Elle empestait l’alcool et la démence. Barbara serra les dents, remuant faiblement, éprouvant la solidité des liens. Ils étaient solides, et elle risquait surtout de s’écorcher la peau. De plus, quand bien même elle parviendrait à se libérer, son dos était toujours en compote. Elle ne pouvait pas faire grand-chose, et, si elle faisait trop d’action, elle risquait de briser sa colonne vertébrale. La Duchesse explosa ensuite le contenu de la bouteille contre la table, et Batgirl frissonna, se mettant à craindre que cette tarée ne cherche à l’entailler avec la bouteille. D’un ton plus doux, mais non moins empreint d’une démence primaire, la Duchesse se remit à parler, Batgirl restant silencieuse :
«
Allez... Dis un truc ma belle... Dis-le que je t'excite... Dis-le... Moi je m'excite... Et toi tu t'excites ? Te masturbes-tu quand tu es toute seule ? »
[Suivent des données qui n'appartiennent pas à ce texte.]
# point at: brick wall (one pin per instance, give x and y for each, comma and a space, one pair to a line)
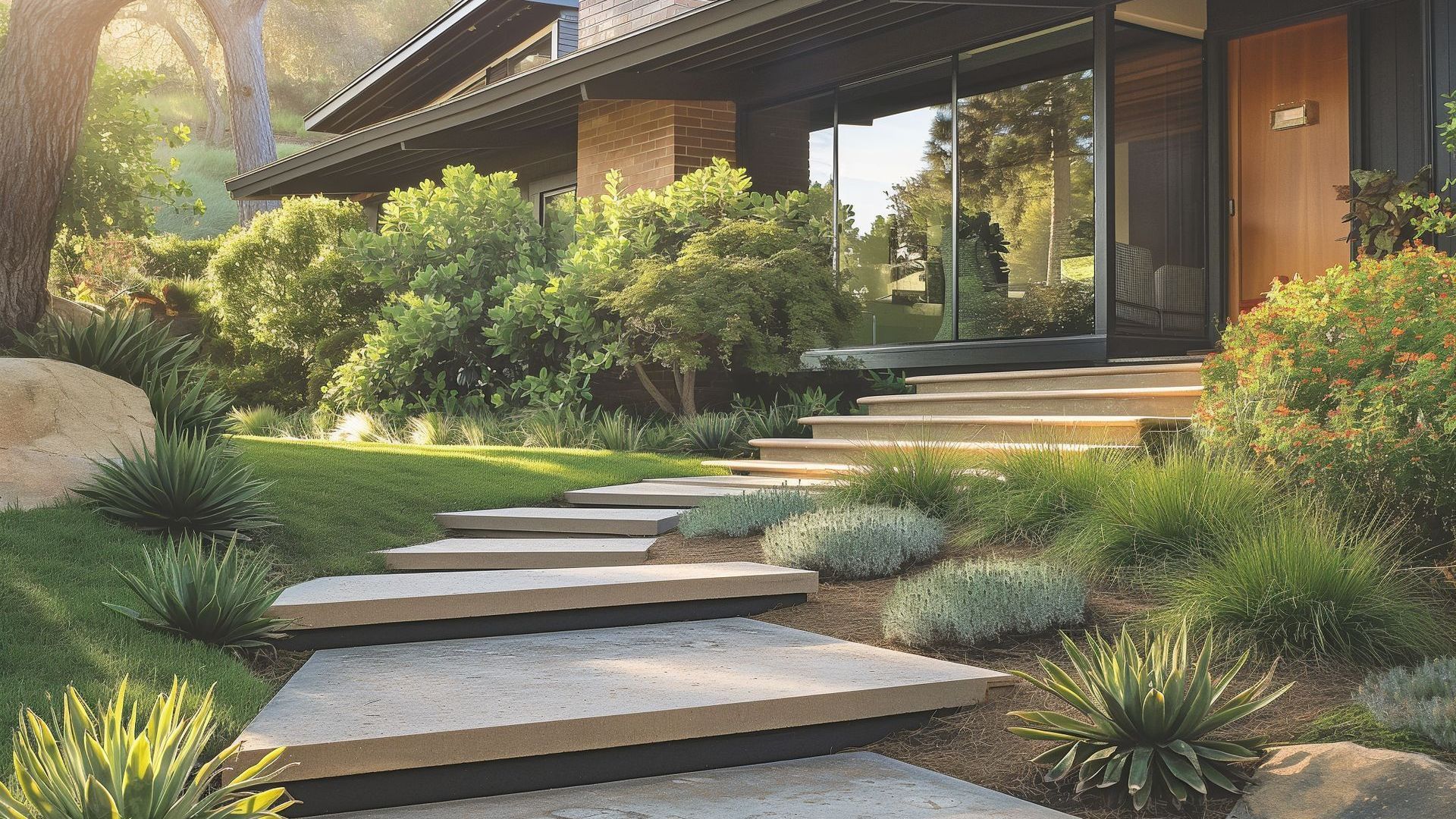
651, 142
604, 19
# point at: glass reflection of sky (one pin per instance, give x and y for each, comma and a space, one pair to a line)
873, 159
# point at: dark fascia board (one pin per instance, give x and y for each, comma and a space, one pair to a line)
403, 55
564, 74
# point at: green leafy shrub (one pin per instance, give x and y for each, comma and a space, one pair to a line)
1145, 719
1038, 491
284, 289
1310, 585
180, 485
743, 515
261, 420
919, 475
187, 404
981, 601
1417, 700
1346, 382
858, 542
127, 346
712, 433
1177, 509
218, 599
82, 765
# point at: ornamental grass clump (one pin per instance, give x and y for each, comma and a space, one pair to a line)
193, 592
1310, 585
921, 475
181, 485
858, 542
112, 765
1417, 700
1144, 719
982, 601
1181, 507
743, 515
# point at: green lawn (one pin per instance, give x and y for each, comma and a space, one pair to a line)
338, 502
La main de la Duchesse glissa alors sur son ventre, tandis que Barbara la regardait. Elle s’attendait probablement à ce que sa victime la supplie, à ce qu’elle implore sa pitié... À sentir qu’elle exerçait du pouvoir sur elle. Barbara essayait de réfléchir à la meilleure façon de s’en sortir, mais elle savait que, face à une psychopathe, il n’y avait pas grand-chose à faire.
«
Moi... Moi j'aime les femmes... Mais le truc qui me fait vraiment prendre mon pied... C'est les gamines.. hihi... hihihi. ihiahahahaHAHAHA ! Avec leur petite chatte virginale, c'est juste... JOUISSIF ! AHAHAHAHA ! »
Elle la provoquait, elle voulait l’énerver, la paniquer. Barbara ferma lentement les yeux, décidée à ne pas rentrer dans son jeu. D’un autre côté, si elle énervait Lucrezia, elle risquait aussi de mourir précipitamment. Du
temps, c’était tout ce dont Barbara avait besoin, du
temps. Elle devait trouver un moyen de la faire parler, en partant du principe simple : un psychopathe est fortement orgueilleux et égocentrique. Il y avait
Lui, être invulnérable, au-dessus des lois, et les autres, moutons idiots.
En se mordillant brièvement les lèvres, Barbara finit donc par répondre :
«
Pourquoi fais-tu ça ? Torturer... Kidnapper... Violer... Tuer... À quoi est-ce que ça rime ? J’ai arrêté suffisamment de violeurs pour le savoir... Ce sont des lâches, des incapables, impuissants... Toi, tu es belle. Ce n’est pas ton cas, et, vu les filaments que je vois sur ton corps... »
Il fallait parler, la flatter, sans que ça passe pour de la flagornerie. Barbara se mordilla à nouveau les lèvres, avant de poursuivre :
«
Tu m’as vaincu... Tu es donc forte. Ne... Ne serait-il pas plus gratifiant d’avoir le consentement de sa victime ? Qu’elle soit heureuse avec toi ? »
La faire réfléchir, la faire parler.
Et ainsi permettre à l’horloge de tourner.